Now that our data is clean, we are ready to start categorizing it. When developers took the survey, they were presented with five options:

`Work for Free.`

10k-30k.

30k-50k.

50k-100k.

100k-200k

We will represent these five choices by creating five variables.You will see some inconsistency in the way the answers are formatted, for example, “$10-$30k” and “$100k-$200k” wherein one variable the letter K follows both numbers but in the other K only follows the last number We inherited this format from our database so we have to work with it. Keep in mind that the strings must match the expected input or you will get no result.

For example:

This returns a result

`ten_to_thirty = len(salariesDatabase[salariesDatabase == '$10-$30k'])`

Does not

`ten_to_thirty = len(salariesDatabase[salariesDatabase == '$10k-$30k']`

So we can calculate and compare values easily.

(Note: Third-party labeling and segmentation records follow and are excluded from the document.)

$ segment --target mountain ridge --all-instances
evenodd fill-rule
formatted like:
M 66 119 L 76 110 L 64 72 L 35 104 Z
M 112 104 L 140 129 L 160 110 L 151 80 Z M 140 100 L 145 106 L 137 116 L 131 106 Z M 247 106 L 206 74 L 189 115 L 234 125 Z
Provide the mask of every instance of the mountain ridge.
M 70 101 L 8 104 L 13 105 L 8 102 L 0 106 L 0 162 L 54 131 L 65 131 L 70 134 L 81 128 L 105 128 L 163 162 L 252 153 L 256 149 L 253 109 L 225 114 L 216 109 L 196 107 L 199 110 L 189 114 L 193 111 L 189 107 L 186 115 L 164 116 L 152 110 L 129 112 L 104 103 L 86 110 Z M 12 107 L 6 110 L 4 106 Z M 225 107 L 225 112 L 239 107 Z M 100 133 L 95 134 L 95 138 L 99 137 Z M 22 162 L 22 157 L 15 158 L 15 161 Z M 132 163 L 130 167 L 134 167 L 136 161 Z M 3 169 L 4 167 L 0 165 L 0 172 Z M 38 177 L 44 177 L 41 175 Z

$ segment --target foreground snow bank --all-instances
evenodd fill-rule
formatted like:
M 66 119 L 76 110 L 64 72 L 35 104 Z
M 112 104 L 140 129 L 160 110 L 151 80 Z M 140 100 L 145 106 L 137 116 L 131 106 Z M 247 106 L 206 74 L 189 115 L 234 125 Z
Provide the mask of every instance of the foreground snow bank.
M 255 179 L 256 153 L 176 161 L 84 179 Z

We are interested in the total amount of entries per category, therefore we need to find out the total amount of developers in each category, and store each number in a separate variable. The most efficient thing to do would be to store each value in a list, but for presentations purposes, we will be using five variables.These variables represent the five options. Previously discussed.

`workforfree = len(salariesDatabase[salariesDatabase == 'I work for free :('])`

ten_to_thirty = len(salariesDatabase[salariesDatabase == '$10-$30k'])

thirtyfifty = len(salariesDatabase[salariesDatabase == '$30-50k'])

fifty_to_onehundred = len(salariesDatabase[salariesDatabase == '$50-$100k'])

one_hundred_two = len(salariesDatabase[salariesDatabase == '$100k-$200k'])

There’s a lot to unpack here We start by slicing our data frame. The line

salariesDatabase[salariesDatabase == “$10-30k”] returns every row that matches the option

“$10-30k”.

Perhaps the best way of searching for the answer is using regular expressions, but that could take a guide all by itself. So in the interest of keeping this guide short (and hopefully interesting), I opted out of using it.

After creating the new slice, we take the total(numeric) amount of entries for this section using Python’s built-in function len(). We’ll then assign the amount to our variable. If we print our variable, it will hold an integer with the total amount of entries for its assigned variable.

`[input] print( ten_to_thirty )`

[Output] 134

**Creating a Python Function**

We can create a python function in order to convert our number of entries into a percentage. Before creating the function lets create one more variable that holds the total amount of entries. This is going to allow us to calculate the percentage.

`total = workforfree + tenthirty + thirtyfifty + fifty_to_onehundred + one_hundred_two`

Our function needs take two parameters, the total amounts of entries as a whole, and a number of entries for the given section.

`def ConvertNumToPercent(number, total):`

"""Takes In an Integer/float, returns a float"""

percent = (number/total) * 100

return percent

It first finds the ratio of particular responses to total responses. It multiplies this ratio by 100 to convert it to a percentage and returns this result. We can use the returned result outside of the function.

Example:

`[input] random = ConvertNumToPercent(10, 20)`

print(random)

[Output] 50.00

For formatting purposes, we are going to be creating a second function

`def format_num(number, total):`

number_str = str(ConvertNumToPercent(number,total)) +"%"

return number_str

the converts our number to a string and concatenates (attaches) the “%” character after the number to clearly indicate that it’s a percentage.

Notice that this function calls on our previous function in order to determine the percentages. It

then converts the number into a string using Python’s built-in method str(), concatenates the ‘%’ character, and finally returns the string as a result.

**Displaying Our Data**

We are now ready to print our data:

`choice1 = format_num(workforfree,total)`

choice2= format_num(tenthirty,total)

choice3= format_num(thirtyfifty,total)

choice4=format_num(fifty_to_onehundred,total)

choice5=format_num(one_hundred_two,total)

print(

"Distribution of Income for Java Developers\n\n"

"Free: " + choice1 +

"\n$10-$30k: "+ choice2

"\n$30-$50k: " + choice3

"\n$50-$100k: " + choice4

"\n$100-$200k: " + choice5

)

It is now clear to see the majority of the developers who took this survey earned between $50k-$100K a year.